Quotulatiousness

July 7, 2012

Tim Worstall: the software patent system is FUBAR’ed

Filed under: Business, Law, Technology — Tags: , , , , , , — Nicholas @ 11:05

In Forbes, Tim Worstall explains the odd situation of Amazon trying to obtain patents to use defensively when (not if) they get sued for entering the smartphone market:

… Amazon isn’t searching out patents which would allow it to build phones to, say, the GSM or CDMA standards. For those patents, by virtue of being included in those standards, must be made available to all comers on reasonable and non-discriminatory terms (RAND, or Europeans add “Fair” to the beginning to give FRAND). So any patent that is actually necessary to make a phone that interacts with the network is already available to them on exactly the same terms that Samsung, Apple, Nokia or anyone else pays for them.

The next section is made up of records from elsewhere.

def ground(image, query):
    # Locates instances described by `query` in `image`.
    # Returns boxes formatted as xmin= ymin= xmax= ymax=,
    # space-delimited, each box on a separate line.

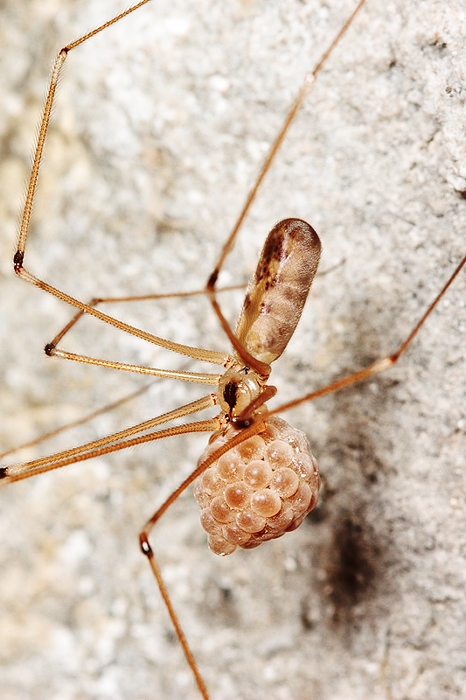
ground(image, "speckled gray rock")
xmin=0 ymin=0 xmax=466 ymax=700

No, what Amazon is looking for is just some bundle of patents, somewhere, that have something to do with mobile telephony. So that when (and sadly, it really is when, not if) they get sued by someone or other for breaching a patent then they’ve got some great big bundle of documents that they can wave back at them. Such patents can range from the possibly valid (slide to unlock perhaps) through to two that really irk me: Apple claiming a patent on a wedge shaped notebook and, unbelievably to me, on the layout of icons on the Galaxy Tablet in Europe.

I take this to be evidence that the technology patent system has simply got out of hand: that the system is entirely Fubar in fact. We need to recall what a patent is supposed to do: it is not that intellectual property is some God given right. Rather, we realise that given that ideas and technologies are public goods it is very difficult to make money out of having invented them. Thus we artificially create intellectual property in the form of patents and trademarks. But we are always walking a narrow line between encouraging invention by awarding such rights and discouraging derivative inventions by awarding rights that are too strong.